Methods: The study cohort comprised individuals with diagnosed pneumoconiosis and healthy coal miners. Participants were categorized into low-, medium-, and high-risk groups, as well as a pneumoconiosis group, based on radiomics scoring. Peripheral blood samples were collected for transcriptome sequencing analysis, and key genes were selected through differential expression and trend analysis. Mfuzz clustering analysis and KEGG pathway enrichment analysis were utilized to further investigate gene expression patterns and functions. The expression of key genes was verified using real-time quantitative PCR and western blotting. The diagnostic value of key genes was assessed using Receiver Operating Characteristic (ROC) analysis. A mouse model was constructed to assess the role of TFCP2 in pneumoconiosis and to explore its potential mechanisms.

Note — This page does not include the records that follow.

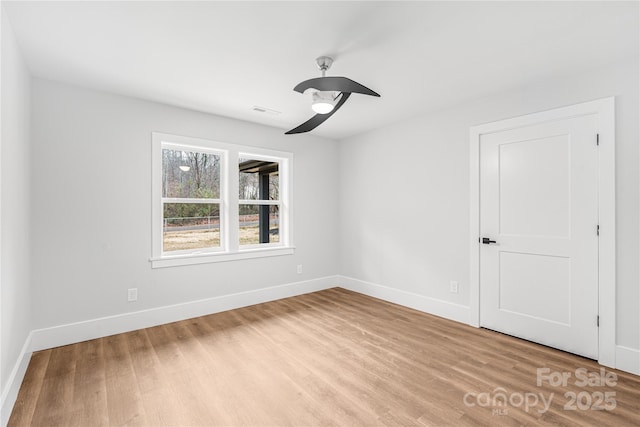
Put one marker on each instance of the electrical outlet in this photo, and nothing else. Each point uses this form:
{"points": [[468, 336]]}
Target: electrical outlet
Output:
{"points": [[453, 287]]}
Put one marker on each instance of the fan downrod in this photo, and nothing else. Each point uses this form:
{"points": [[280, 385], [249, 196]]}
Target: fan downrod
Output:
{"points": [[324, 63]]}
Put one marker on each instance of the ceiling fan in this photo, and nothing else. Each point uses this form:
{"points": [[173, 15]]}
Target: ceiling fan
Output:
{"points": [[328, 95]]}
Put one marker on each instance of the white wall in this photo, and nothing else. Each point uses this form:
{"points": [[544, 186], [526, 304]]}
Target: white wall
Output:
{"points": [[91, 206], [15, 295], [404, 191]]}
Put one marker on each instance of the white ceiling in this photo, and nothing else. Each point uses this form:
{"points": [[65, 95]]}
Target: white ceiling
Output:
{"points": [[226, 57]]}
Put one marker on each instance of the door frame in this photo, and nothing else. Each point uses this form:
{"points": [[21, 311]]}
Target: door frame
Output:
{"points": [[604, 109]]}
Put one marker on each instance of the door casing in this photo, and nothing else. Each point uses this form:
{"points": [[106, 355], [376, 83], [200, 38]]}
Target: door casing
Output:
{"points": [[605, 111]]}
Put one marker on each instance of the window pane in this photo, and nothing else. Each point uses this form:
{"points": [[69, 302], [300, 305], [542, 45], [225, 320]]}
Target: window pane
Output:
{"points": [[254, 228], [190, 174], [259, 180], [191, 226]]}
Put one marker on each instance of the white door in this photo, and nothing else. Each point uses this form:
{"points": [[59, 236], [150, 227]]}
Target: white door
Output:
{"points": [[539, 203]]}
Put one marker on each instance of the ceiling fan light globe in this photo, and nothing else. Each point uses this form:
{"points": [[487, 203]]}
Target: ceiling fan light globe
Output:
{"points": [[323, 102]]}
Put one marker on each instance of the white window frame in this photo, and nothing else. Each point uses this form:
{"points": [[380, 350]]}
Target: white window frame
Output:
{"points": [[230, 248], [283, 175]]}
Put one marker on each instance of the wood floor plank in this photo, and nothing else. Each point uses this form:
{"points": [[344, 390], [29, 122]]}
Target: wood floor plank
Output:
{"points": [[330, 358]]}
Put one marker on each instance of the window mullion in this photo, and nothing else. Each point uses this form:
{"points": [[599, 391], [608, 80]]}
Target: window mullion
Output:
{"points": [[231, 206]]}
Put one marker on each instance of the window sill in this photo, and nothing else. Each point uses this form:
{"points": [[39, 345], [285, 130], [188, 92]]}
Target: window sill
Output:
{"points": [[191, 259]]}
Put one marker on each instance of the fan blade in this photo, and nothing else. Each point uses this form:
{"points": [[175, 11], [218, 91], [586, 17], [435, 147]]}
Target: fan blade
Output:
{"points": [[338, 84], [318, 119]]}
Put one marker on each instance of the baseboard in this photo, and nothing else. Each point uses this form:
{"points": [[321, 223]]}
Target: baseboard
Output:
{"points": [[101, 327], [628, 359], [10, 392], [438, 307]]}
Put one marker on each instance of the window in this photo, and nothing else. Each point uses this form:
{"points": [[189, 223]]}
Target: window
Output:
{"points": [[206, 210]]}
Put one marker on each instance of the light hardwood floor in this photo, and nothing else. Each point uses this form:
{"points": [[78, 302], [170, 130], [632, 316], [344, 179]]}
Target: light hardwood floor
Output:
{"points": [[329, 358]]}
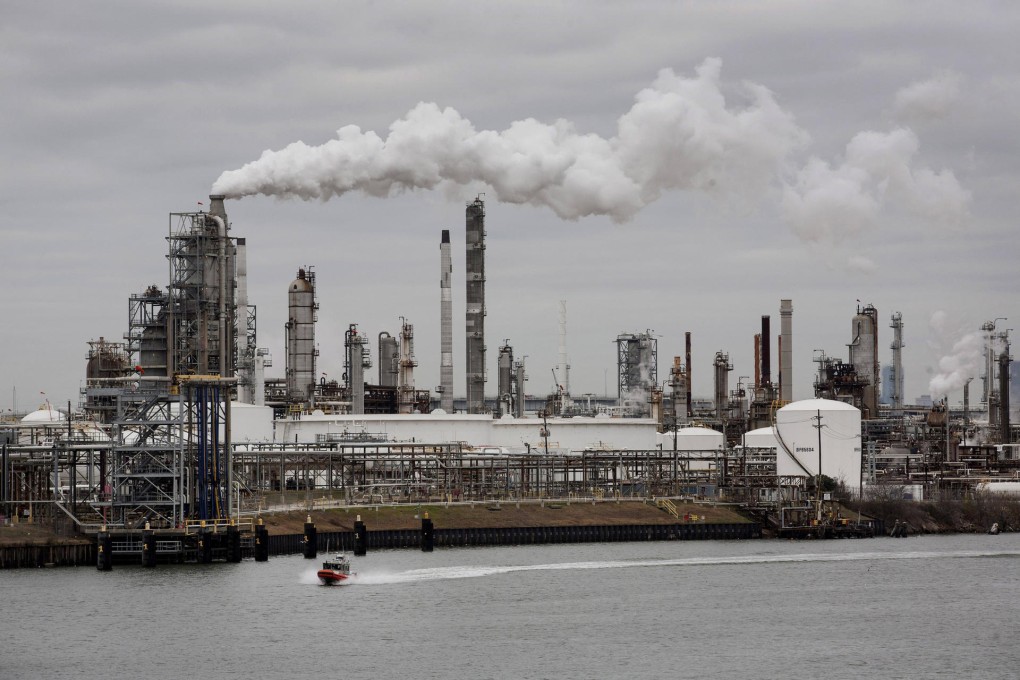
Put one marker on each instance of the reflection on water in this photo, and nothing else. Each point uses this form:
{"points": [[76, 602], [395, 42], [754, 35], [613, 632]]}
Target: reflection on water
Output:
{"points": [[878, 608]]}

Results: Our findings revealed that heterogeneous gene expression patterns correlated with an increased pneumoconiosis risk. Additionally, TFCP2 emerged as a significant biomarker (AUC = 0.799), with its expression levels increasing with pneumoconiosis risk. Furthermore, TFCP2 upregulation correlated closely with Extracellular Matrix (ECM)-receptor interactions and AGE-RAGE signaling pathways, which have been associated with fibrosis and inflammatory responses in lung tissue. Moreover, silencing TFCP2 in a mouse model improved silica-induced pulmonary fibrosis, with USP22 identified as a downstream target gene of TFCP2.

Conclusion: TFCP2 may serve as a potential biomarker and therapeutic target for the progression of pneumoconiosis. Its high expression in lung epithelial cells may exacerbate pulmonary fibrosis by promoting EMT and ECM deposition. This study provides new molecular targets for the early diagnosis and treatment of pneumoconiosis.